13. There has been plenty of democratic innovation proposed by citizens, but a tacit elite consensus prevents it from penetrating the political establishment.

14. Keir Starmer exemplifies this elite consensus, resisting even the most basic change, demanded by reformers in this country since the 19th century: proportional representation. Let alone the innovations required to respond to our 21st-century crisis.

15. So what do we do? Two things, I think. First, we spell out our theory of change. I’m pretty clear about what mine is: using our new knowledge of social tipping points to create the shift we want to see.

16. What this knowledge tells us is that it’s pointless and unnecessary to try to persuade people in the opposite corner. In seeking to do so, we have destroyed the efficacy of our movements, endlessly compromising for fear of alienating those most antagonistic to us.

17. We *should* preach to the choir, but keep expanding the choir, pushing out the concentric circles until we reach the 25% penetration of a new perspective or a new idea that triggers social tipping.  

18. A good model is the campaign for marriage equality, whose aims have been achieved in much of Europe from a very low baseline in a remarkably short period. What it shows above all is that *you do not need to persuade your opponents*.

19. Once you have passed the tipping point (acceptance of the idea by roughly 25% of the population), almost everyone falls into line with the new status quo. People who fiercely opposed marriage equality now claim they always supported it, and they genuinely seem to believe it.

20. After the war, everyone became a member of the Resistance.

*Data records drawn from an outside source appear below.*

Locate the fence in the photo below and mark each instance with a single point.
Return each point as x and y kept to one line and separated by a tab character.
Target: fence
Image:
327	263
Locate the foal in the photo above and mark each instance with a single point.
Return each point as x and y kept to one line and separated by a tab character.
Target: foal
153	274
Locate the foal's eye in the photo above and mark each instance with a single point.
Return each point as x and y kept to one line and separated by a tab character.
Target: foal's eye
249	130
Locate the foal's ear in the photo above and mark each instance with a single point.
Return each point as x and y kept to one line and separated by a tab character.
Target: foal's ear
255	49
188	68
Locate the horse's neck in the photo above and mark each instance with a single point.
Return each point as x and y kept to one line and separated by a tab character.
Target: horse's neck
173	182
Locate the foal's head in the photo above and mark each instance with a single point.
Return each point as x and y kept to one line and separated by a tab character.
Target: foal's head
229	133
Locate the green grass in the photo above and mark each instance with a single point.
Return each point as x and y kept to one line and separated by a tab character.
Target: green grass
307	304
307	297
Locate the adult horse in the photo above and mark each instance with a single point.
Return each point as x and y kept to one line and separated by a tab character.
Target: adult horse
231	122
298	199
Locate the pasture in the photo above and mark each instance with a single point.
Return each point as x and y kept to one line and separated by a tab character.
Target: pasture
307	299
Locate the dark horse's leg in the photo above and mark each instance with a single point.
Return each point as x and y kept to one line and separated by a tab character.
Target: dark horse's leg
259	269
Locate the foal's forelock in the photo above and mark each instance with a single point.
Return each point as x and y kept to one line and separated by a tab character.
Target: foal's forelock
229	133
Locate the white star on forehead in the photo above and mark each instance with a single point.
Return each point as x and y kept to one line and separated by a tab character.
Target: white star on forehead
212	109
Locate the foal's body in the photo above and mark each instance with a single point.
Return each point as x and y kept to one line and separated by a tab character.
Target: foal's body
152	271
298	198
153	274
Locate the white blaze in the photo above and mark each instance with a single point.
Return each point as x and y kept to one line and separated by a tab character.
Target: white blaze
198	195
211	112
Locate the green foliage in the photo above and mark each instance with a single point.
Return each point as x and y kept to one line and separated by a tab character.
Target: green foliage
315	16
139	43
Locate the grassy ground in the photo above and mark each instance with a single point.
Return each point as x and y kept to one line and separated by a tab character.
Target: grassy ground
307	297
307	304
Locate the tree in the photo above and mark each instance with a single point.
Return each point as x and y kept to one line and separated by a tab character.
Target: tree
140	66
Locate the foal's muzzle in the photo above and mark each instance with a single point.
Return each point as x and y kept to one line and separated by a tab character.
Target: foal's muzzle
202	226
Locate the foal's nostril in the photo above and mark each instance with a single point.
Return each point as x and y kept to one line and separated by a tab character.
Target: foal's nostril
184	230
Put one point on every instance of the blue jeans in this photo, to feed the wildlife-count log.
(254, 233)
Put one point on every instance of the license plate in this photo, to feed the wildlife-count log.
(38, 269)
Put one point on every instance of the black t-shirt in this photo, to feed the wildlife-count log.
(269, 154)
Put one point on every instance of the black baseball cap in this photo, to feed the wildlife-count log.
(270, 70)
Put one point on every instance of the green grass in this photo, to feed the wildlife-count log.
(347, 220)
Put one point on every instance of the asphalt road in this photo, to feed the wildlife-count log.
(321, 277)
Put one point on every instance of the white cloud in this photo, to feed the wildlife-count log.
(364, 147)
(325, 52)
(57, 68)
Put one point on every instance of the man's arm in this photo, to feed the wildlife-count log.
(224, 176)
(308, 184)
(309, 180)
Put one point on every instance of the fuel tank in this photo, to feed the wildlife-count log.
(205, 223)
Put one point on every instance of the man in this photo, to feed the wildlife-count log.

21. What this tells us is that we do not have to water down our message. We do not have to meet neoliberals, reactionaries or fascists halfway. We pursue what we want with courage and determination.

22. If you want another example, look at the systemic change achieved by our opponents, the neoliberals. They didn’t seek to bring us round to their point of view. They had a clear theory of change, they knew exactly what they wanted, and they didn’t stop until they got it.

23. Admittedly, it was easier for them, because they had big money on their side. They could bulldoze their way to power. But once they had got there, most people seemed grudgingly to accept their worldview and shifted their beliefs to accommodate it. At least for a while.

24. Second, we strategically seize every opportunity that presents itself. As soon as a city, region or nation elects a sympathetic government, we don’t just leave them to get on with it, we press for maximum political redesign.

25. The classic example is the city of Porto Alegre in Brazil, in which innovative citizens used the opportunity of a PT municipal government to introduce participatory budgeting in 1989. It transformed the city and their lives.

26. The next challenge is to embed and spread the change.

27. Sure, none of it is easy. Like anything in life, if it were easy, it would not be worth doing. But it’s much easier than living with the results of our gathering political dysfunction.